The collage method of art quilting is fun and freeing. This method is similar to the fused method. It is also a raw edged quilting technique. Basically, you layer the fabric onto a base fabric. Cutting out specific shapes as you go. Place the very bottom of the fabric underneath the previous fabric. You can use a dab of fabric glue to keep the fabric in place. When the piece is complete you have two options. One, use tulle over the fabric. Pin the tulle down and then sew over the tulle. The quilting lines will hold the tulle and the fabric together. You can add extra thread work as you go. I have used this method and it works very well. There are a few things to remember. Tulle rips easily, so you need to use caution as you sew. Tulle also melts. Do not iron anything with tulle. The other method is to pin the fabric down and do the quilting with out the tulle. With this method be sure to sew down every piece. If a piece of fabric is left unsewn it can easily fall off.

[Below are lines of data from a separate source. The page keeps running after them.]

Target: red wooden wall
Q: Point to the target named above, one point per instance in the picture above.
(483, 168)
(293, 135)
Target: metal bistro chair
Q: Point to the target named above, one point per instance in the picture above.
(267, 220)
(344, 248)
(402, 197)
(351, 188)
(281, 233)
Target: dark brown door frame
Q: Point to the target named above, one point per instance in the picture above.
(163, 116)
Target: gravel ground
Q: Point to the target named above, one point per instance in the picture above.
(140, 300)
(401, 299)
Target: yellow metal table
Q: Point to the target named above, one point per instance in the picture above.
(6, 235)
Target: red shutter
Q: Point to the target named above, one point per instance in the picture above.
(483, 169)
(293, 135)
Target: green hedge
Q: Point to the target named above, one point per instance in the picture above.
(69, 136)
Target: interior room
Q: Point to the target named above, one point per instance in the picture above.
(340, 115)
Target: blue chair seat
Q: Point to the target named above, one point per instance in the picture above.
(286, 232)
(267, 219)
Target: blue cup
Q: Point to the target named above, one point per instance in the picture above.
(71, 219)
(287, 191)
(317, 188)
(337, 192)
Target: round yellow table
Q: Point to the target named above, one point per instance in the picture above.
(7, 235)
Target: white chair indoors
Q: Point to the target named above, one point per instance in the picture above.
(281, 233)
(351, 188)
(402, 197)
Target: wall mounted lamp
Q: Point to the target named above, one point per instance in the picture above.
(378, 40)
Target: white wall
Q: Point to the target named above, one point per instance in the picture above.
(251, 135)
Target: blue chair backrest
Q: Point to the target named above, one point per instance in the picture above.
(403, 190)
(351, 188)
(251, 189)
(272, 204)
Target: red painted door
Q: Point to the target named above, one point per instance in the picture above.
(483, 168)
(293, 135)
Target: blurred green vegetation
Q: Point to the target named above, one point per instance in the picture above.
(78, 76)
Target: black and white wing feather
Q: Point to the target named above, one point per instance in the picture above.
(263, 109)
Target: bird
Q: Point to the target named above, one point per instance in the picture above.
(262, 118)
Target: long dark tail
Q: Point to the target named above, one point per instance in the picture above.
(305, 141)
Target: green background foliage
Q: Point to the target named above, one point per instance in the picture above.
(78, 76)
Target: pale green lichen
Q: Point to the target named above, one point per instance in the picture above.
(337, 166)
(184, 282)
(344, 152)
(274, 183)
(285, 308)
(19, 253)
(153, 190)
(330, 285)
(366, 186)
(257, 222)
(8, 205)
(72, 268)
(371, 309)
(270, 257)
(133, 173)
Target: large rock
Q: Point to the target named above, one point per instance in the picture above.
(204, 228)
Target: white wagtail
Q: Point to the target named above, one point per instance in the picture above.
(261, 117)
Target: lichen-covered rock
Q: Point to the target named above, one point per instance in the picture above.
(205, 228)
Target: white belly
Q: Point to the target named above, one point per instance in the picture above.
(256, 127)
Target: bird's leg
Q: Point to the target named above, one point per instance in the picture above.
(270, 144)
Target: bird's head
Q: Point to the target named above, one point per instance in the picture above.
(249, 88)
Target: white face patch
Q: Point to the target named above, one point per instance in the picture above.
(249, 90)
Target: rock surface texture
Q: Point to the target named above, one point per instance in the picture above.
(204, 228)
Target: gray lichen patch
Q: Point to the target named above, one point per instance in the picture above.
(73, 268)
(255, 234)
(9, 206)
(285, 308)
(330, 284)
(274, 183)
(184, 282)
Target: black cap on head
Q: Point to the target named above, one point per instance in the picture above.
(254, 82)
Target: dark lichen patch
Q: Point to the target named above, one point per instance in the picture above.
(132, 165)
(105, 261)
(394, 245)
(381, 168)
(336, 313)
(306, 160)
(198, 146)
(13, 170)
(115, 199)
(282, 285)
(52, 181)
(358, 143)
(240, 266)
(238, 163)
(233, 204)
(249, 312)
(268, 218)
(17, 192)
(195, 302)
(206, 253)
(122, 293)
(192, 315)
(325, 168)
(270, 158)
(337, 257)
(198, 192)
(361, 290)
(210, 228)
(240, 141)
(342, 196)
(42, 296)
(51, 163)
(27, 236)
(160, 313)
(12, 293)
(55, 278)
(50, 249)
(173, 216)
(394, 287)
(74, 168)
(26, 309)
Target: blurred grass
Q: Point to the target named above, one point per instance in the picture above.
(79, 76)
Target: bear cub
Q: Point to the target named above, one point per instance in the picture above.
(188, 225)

The collage method can be used for an entire quilt. It can also be used for specific parts of the quilt. For example, if you are making a flower quilt, the background can be pieced. The flower can be constructed with the collage method on a piece of fabric and then cut out and sewn onto the background fabric. This a fun approach.
Mixed Media Method
Mixed media quilt construction is a little harder to explain. By definition mixed media is the process of constructing and finishing a quilt with more than one method. They can consist of traditional as well as nontraditional techniques. These quilts have a lot of surface design. Some have a layered collage effect while others are some what sparse. They bring in unusual details, such as paper, metal, and found objects. A found object is an object that has been “found” and re-purposed for use in a quilt. An example of a found object is a sea shell. Mixed media quilts are hard to fit into a specific categories, because they include a variety of techniques.
Here is an example of the construction of a mixed media quilt. The background is pieced in a one patch pattern. A grouping of collaged flowers has been added. Strings of green fabric has been fused on for grass. A child’s plastic lizard is sewn into the grass. A lace applique butterfly was constructed and placed on the background. Pieces of yarn has been added for texture. Paint has been added for detail on the flower and background. Fabric paper is made, cut out and added to the top. Text has been written on the background as well. Free motion quilting with thread work is added for texture. To finish the quilt a zigzag stitch is used instead of binding. This is just a quick example of what could be considered a mixed media quilt. The possibilities are endless.
These three techniques open up a brave new world of quilting. It allows the quilter to toss rules to the side and step out of their comfort zone. They offer the freedom to try new things and explore new possibilities within quilting.